Sí, John había salvado vidas. Sin embargo, ¿cuántas vidas se habían perdido porque Pomera escapó aquel día? John nunca había estado tan cerca de atraparlo.
Dudaba demasiado a menudo que algún día volviera a estar igual de cerca.
– Sí, hice lo correcto -dijo con voz queda-. Pero tuve que abandonar. Había un topo en el operativo, alguien de confianza de mi jefe que lo protegió al muy cabrón. Murieron demasiadas personas, y «lo siento» no era suficiente para mí.
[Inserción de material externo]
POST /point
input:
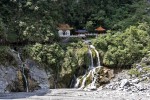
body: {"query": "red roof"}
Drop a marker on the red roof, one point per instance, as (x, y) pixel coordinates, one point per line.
(100, 29)
(64, 27)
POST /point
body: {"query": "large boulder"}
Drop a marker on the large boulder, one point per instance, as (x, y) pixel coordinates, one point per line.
(12, 80)
(7, 76)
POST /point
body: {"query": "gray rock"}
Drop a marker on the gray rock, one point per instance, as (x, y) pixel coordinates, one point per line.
(37, 74)
(135, 81)
(7, 76)
(124, 82)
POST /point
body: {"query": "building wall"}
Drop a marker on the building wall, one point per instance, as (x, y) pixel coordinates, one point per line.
(64, 33)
Me harté de la estupidez burocrática, del despilfarro, de tener que caminar sobre tejados de vidrio intentando respetar las reglas.
Siguieron sentados en silencio, mientras John pensaba en las decisiones que había tenido que tomar. ¿Eran las decisiones correctas? No lo sabía. Pero, en ese momento, era lo más adecuado.
Como sucedía con las decisiones de Rowan.
Rowan pensaba en la última decisión que John había tomado.
– John, ¿te sientes bien? Quiero decir, por no estar presente cuando llegue el momento de atrapar a Bobby.